The Queen (1)

49.5K 2.7K 141
                                    


Perempuan cantik dengan rambut hitam hampir menyentuh pinggulnya itu turun dari ranjang. Tubuh telanjangnya berkilau terkena cahaya bulan dari balik balkon saat dia mendekat untuk menutup jendela.

Namanya Sidney. Perempuan cantik yang bekerja sebagai karyawan biasa di Ibukota.

Sebelas tahun lalu, tepat dihari ulang tahunnya, sebuah kejadian merubah tujuan hidup seorang Sidney. Awalnya dia hanya ingin bahagia bersama Sang Ibu yang cacat dibagian kaki kirinya. Dia tidak ingin menjadi kaya raya memiliki harta melimpah atau rumah besar bak istana.

Cukup tinggal di komplek sempit dan rumah tiga petak saja dia tidak akan mengeluh jika bersama ibunya.

Tapi, dari kecil takdir hidupnya dipermainkan.

Dulu, Sidney tidak memiliki tubuh selembut dan seramping sekarang. Wajahnya juga tidak secantik dan semulus sekarang.

Sidney yang dulu hanya gadis hitam gendut dengan wajah penuh jerawat dan rambut yang disebut sarang lebah.

Dia ingat bagaimana kejamnya setiap mata melihat dirinya yang hanya ingin berjalan melewati kerumunan dengan tenang. Atau bagaimana sakitnya setiap kata yang terucap kala dia sedang berdiam diri.

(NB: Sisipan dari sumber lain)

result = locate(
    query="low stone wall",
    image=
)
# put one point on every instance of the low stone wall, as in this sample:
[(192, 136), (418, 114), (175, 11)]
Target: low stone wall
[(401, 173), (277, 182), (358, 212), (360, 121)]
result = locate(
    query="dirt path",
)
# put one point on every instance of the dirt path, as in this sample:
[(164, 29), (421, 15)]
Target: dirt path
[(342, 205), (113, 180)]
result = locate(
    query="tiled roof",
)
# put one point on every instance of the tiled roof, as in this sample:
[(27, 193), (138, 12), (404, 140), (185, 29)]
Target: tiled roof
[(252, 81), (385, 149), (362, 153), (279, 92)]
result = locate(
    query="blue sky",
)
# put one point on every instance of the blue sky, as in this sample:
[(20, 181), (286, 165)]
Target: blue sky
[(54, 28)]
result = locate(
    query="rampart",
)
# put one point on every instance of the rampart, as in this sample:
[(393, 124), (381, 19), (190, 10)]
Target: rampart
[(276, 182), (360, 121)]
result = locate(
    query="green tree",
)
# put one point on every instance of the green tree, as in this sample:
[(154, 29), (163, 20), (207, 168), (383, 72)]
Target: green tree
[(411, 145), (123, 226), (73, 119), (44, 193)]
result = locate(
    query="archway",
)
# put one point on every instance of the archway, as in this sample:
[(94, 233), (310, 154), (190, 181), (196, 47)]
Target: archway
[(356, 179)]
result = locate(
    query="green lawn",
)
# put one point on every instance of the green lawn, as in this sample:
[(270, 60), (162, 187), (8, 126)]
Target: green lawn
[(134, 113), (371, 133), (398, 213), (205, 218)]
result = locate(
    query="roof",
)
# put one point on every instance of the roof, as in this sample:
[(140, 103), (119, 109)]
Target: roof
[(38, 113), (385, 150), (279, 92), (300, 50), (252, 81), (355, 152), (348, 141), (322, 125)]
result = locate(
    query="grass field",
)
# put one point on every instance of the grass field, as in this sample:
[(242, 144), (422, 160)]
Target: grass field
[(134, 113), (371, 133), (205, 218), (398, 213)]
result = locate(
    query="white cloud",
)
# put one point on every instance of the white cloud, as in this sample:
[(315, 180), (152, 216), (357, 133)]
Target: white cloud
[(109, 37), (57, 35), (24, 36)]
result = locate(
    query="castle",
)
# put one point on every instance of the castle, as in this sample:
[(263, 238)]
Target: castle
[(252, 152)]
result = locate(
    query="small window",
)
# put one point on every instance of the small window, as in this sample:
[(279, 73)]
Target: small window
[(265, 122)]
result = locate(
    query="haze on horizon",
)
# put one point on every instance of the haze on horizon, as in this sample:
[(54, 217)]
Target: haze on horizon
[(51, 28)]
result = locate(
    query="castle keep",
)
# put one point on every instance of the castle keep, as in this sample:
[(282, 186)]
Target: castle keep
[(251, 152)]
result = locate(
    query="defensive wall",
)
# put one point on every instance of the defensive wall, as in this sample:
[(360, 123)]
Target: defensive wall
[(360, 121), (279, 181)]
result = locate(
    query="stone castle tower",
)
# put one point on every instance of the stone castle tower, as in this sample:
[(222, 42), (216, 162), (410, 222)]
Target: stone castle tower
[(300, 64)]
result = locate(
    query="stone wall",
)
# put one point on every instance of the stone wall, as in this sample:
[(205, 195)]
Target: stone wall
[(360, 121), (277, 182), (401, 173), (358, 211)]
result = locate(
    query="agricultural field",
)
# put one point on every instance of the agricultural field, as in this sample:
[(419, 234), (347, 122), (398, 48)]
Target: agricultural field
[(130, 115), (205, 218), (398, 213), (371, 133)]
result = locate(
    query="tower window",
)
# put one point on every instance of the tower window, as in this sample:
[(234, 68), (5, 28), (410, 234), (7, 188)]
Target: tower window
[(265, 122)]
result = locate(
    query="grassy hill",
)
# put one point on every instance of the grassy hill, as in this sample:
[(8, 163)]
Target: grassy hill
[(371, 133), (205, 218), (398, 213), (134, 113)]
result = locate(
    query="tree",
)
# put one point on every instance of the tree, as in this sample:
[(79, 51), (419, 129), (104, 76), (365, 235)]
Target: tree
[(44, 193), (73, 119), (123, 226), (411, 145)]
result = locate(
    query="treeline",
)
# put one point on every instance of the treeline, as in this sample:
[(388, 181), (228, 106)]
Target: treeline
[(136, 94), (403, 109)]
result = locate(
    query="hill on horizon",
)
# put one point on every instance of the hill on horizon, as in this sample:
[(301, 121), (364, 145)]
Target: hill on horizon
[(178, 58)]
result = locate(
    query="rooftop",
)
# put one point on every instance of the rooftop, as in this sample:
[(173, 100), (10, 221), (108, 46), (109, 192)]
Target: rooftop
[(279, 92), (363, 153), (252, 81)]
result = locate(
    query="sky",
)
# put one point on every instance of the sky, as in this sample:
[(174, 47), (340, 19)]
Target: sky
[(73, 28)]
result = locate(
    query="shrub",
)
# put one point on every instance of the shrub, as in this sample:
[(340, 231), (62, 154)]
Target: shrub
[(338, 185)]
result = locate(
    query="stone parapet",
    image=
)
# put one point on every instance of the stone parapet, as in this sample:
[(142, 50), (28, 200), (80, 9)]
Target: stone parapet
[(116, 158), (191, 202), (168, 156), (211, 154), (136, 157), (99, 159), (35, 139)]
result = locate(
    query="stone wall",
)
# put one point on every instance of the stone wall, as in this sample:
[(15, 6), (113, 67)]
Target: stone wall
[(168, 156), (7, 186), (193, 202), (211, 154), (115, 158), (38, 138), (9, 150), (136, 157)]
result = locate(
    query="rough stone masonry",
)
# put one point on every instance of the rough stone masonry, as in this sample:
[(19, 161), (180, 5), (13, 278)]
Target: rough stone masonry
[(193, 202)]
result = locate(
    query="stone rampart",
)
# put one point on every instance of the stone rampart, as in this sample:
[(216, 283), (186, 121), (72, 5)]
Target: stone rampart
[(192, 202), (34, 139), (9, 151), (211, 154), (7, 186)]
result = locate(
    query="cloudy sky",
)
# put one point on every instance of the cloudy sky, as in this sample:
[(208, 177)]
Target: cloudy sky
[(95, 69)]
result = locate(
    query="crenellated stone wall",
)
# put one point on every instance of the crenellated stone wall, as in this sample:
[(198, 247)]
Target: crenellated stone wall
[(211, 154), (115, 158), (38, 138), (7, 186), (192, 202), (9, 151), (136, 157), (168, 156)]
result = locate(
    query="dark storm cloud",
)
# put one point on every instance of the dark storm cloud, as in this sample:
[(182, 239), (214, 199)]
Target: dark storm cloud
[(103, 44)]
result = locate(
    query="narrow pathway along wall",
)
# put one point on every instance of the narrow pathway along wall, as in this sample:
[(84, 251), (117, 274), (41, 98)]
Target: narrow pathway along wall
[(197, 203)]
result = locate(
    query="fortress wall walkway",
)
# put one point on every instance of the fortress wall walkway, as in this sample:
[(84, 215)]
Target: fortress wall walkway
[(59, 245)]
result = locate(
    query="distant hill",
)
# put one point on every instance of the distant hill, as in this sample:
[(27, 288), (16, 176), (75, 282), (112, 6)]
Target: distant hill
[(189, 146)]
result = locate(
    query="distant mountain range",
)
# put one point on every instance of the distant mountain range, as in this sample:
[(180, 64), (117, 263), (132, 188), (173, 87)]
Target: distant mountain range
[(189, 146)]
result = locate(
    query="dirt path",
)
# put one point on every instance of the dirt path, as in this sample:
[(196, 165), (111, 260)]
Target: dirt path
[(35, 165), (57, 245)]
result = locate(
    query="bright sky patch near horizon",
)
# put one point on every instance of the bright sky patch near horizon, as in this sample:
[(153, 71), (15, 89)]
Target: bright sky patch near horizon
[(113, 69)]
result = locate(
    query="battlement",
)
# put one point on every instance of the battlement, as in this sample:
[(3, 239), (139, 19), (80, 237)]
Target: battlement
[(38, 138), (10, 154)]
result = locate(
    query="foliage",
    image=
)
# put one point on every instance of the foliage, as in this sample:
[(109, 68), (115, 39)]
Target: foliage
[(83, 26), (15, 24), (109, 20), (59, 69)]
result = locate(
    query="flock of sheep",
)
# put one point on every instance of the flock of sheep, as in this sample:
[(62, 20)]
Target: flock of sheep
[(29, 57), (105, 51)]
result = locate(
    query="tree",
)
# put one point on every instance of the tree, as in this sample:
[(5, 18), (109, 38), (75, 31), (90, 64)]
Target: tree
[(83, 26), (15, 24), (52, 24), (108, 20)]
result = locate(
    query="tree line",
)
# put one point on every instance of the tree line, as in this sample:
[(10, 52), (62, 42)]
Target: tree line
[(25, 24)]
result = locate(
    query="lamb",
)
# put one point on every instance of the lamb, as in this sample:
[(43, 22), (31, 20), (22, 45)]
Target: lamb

Sidney ingat itu semua. Awalnya, dia kira semua tidak akan menjadi masalah. Dia pikir, jika diam maka takdir tidak akan berbuat semakin semena-mena padanya.

Tapi, dia salah. Takdir tidak akan pernah puas melemparinya dengan kenyataan pahit.

Butuh delapan tahun untuk Sidney bangkit dari masa lalu yang menahan langkah kakinya. Dan butuh tiga tahun untuk mempersiapkan diri agar kembali menjadi pribadi yang baru. Kini, dia berada di sebuah kamar hotel paling terkenal di Jakarta. Di lantai teratas, Sidney tersenyum sinis membayangkan masa depan yang dia rancang.

Aku ingin membalasnya. Membalas seluruh rasa sakitku dan Ibu. Akan aku balaskan satu persatu. Aku akan membalasnya. Akan aku lakukan.

Perempuan 26 tahun itu terus bermonolog menatap tajam kelap-kelip lampu gedung di depannya. Tangannya mengepal erat menandakan rasa benci yang besar.

Hingga sebuah pelukan paling hangat menyentuh kulitnya. Kepalan tangannya mengendur, mencoba melemaskan tubuhnya yang menegang.

"Kamu nggak dingin berdiri telanjang di sini?" Suara serak dan berat itu berbisik disamping telinganya.

Sidney tersenyum sinis namun saat menoleh hanya wajah manis dan ceria yang dia tunjukkan.

"Kamu kok bangun?" Suaranya terdengar manja dan manis. Membuat si lelaki menghujamkan ciuman diseluruh permukaan wajah Sidney yang bebas dari riasan.

Sebelum menjawab, si lelaki menenggelamkan wajahnya diceruk jenjang leher Sidney. "Nggak ada kamu."

Sidney tertawa halus mengusap lengan kekar yang memeluknya. "Gombal." Cibirnya.

Pelukan itu semakin erat, sedikit menyesakkan untuknya. Tapi, saat dia merasakan sesuatu yang mengganjal dibongkahan bokongnya, dia menyeringai.

"Aku capek..." Rajuknya dengan sengaja menjauhkan bokongnya dan bergerak gelisah. "Kamu hyper banget, deh..."

Si lelaki tertawa parau. Gerakan Sidney semakin memicu gairah yang ada di dalam tubuhnya. Dengan cepat dia menangkap Sidney masuk ke gendongannya.

Sidney sudah tahu apa yang akan lelaki itu lakukan, dia berpura-pura terpekik kaget mengalungkan tangannya ke leher.

"Ihhh—kamu!" Rengeknya sambil menjambak halus surai hitam tebal yang sangat lembut ditangannya.

"Sekali aja." Ucapnya membawa tubuh Sidney ke atas ranjang yang tak berbentuk lagi.